Não vejo grande contradição entre o uso da fotografia como documento e o reconhecimento de sua nova natureza escancaradamente codificada. Creio que os rituais sociais que definem o caráter documental da fotografia foram perfeitamente capazes de assimilar não apenas o aspecto volátil da nova imagem (o fato de que, na maior parte do tempo, ela é apenas dados), mas também a presença explícita de suas possibilidades de tratamento e manipulação.

De modo mais amplo, o valor documental que um objeto pode assumir não tem a ver com ausência de codificação, ou com a ignorância da codificação, mas com aceitação coletiva dos códigos em questão. Por exemplo, o caixa do supermercado pede minha carteira de identidade para constatar que não estou usando o cheque de outra pessoa, não porque acredite que meu RG seja grafado com meu próprio sangue, mas porque confia na autoridade que relaciona aquele pedaço de papel a mim. Podemos falsificar carteiras de identidade, como podemos forjar fatos usando o Photoshop mas, na média de nossas experiências, ainda há razões para acreditar que eu estava lá quando aquele número de RG foi atribuído, ou que eu estava lá quando aquela foto digital foi feita. Ficamos expostos a riscos quando a autoridade que define o valor desses documentos nos parece natural, e é preciso sim haver consciência crítica esses processos de legitimação de um procedimento técnico. Mas é inútil denunciar o papel codificador de um aparelho (seja o aparelho judicial, seja o fotográfico) supondo haver, em algum lugar, um estado puro e não-ideológico das coisas.

Outra analogia: uma marca deixada pela realidade pode ser gerida por códigos culturais, sem que isso inviabilize seu poder de testemunho.

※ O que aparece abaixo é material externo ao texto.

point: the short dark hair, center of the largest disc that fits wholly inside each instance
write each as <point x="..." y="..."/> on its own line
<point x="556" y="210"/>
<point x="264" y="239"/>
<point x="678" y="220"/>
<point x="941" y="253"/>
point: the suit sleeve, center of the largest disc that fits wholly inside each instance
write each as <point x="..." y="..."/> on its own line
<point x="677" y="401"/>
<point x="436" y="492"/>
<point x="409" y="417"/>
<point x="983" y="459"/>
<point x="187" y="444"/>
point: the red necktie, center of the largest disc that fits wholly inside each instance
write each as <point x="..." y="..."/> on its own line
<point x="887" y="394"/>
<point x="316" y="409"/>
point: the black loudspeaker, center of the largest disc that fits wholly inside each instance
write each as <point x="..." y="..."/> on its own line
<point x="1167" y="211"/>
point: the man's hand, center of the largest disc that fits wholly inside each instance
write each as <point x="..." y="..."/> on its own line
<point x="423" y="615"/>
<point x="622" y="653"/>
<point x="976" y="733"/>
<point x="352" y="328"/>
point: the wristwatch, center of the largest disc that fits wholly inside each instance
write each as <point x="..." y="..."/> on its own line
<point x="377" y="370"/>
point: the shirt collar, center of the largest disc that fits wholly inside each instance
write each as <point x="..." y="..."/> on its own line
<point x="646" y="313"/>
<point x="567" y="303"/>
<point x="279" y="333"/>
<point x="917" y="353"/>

Não há incompatibilidade alguma entre esses estatutos múltiplos que a imagem pode assumir. Imagine um ferimento de guerra, memória intensa porque inscrita no corpo, mas também comovente porque ligada à causa pela qual se lutou. Foi o desrespeito a uma regra de convivência (uma fronteira geopolítica, um tratado econômico, os direitos humanos…) que fez esse homem se expor como alvo ao seu oponente, assim como foi um universo de convenções que fizeram do seu ferimento motivo de orgulho. A cicatriz trazida da guerra está inserida num regime de significação muito diferente daquele que rege, por exemplo, a cicatriz deixada por uma cirurgia de apêndice, que esse mesmo corpo pode exibir. Isso significa que a fotografia analógica, entendida como marca deixada pela realidade, ainda depende de convenções que confirmem seu sentido e garantam sua legibilidade.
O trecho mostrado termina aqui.